Jmailを使ってくださった
皆さまへ。
遅くなりました。

Jmail.co.jpを、もう一度インターネット上に置くなら、 最初に置くべきものは自慢話ではなく、謝罪だと思いました。

かつてJmailを選び、メールアドレスを作り、 日々の連絡や思い出を預けてくださった皆さまへ。 最後まで守りきれなかったことを、心からお詫びします。

ごめんなさい。

Jmailを使ってくださった皆さまへ。

あなたが選んだメールアドレス。 誰かに教えたその住所。 そこで受け取った言葉。 そこで送った言葉。 保存していたメール。 待っていた返信。

その一つひとつは、サービスを作った側から見れば「利用」だったかもしれません。 しかし、利用者の皆さまにとっては、もっと個人的なものだったはずです。

仕事の連絡。 友人との会話。 家族への近況。 恋の言葉。 旅先からの一通。 もう戻らない時代の、普通の毎日。

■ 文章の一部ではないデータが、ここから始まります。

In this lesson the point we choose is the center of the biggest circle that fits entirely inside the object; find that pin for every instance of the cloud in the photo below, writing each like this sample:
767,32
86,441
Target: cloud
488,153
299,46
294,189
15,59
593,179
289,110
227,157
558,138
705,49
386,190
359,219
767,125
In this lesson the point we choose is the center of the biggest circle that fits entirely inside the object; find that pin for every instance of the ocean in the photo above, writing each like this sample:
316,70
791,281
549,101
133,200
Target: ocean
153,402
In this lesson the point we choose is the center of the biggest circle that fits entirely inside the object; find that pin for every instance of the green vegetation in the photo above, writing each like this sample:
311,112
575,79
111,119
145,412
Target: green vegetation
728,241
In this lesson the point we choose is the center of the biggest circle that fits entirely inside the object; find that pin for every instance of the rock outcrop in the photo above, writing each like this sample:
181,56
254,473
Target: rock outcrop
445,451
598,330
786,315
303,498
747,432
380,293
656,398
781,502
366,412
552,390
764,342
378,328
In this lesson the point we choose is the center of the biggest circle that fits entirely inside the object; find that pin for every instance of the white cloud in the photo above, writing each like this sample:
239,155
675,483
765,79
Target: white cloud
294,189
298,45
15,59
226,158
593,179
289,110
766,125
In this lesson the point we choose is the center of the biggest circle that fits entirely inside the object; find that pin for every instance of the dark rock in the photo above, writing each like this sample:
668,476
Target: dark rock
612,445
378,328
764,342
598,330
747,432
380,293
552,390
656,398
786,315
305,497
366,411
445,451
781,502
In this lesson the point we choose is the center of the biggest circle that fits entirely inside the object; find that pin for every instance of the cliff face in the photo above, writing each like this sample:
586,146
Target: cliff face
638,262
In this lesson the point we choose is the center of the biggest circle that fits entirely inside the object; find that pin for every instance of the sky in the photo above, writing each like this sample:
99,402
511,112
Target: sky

その場所を、私は最後まで守りきることができませんでした。

本当に、ごめんなさい。

Bradley L. Bartz Jmail.co.jp 創業者 Internet Access Center K.K.

Jmailは、明るい夢として始まりました。けれど、その背景は明るいだけではありませんでした。

Jmailは、成功の余裕から生まれたサービスではありません。 それは、最初の日本インターネット事業が厳しい局面を迎えたあとに生まれました。 事業が傷つき、現金がなくなり、人が離れ、未来が見えにくくなった時に、 それでも何かを作ろうとして生まれたサービスでした。

残っていたもののひとつが、.co.jp ドメインでした。 japan.co.jp、hollywood.co.jp、yokozuna.co.jp、california.co.jp。 それぞれのドメインには、言葉としての力がありました。 ただの技術的な住所ではなく、選ぶ楽しさがありました。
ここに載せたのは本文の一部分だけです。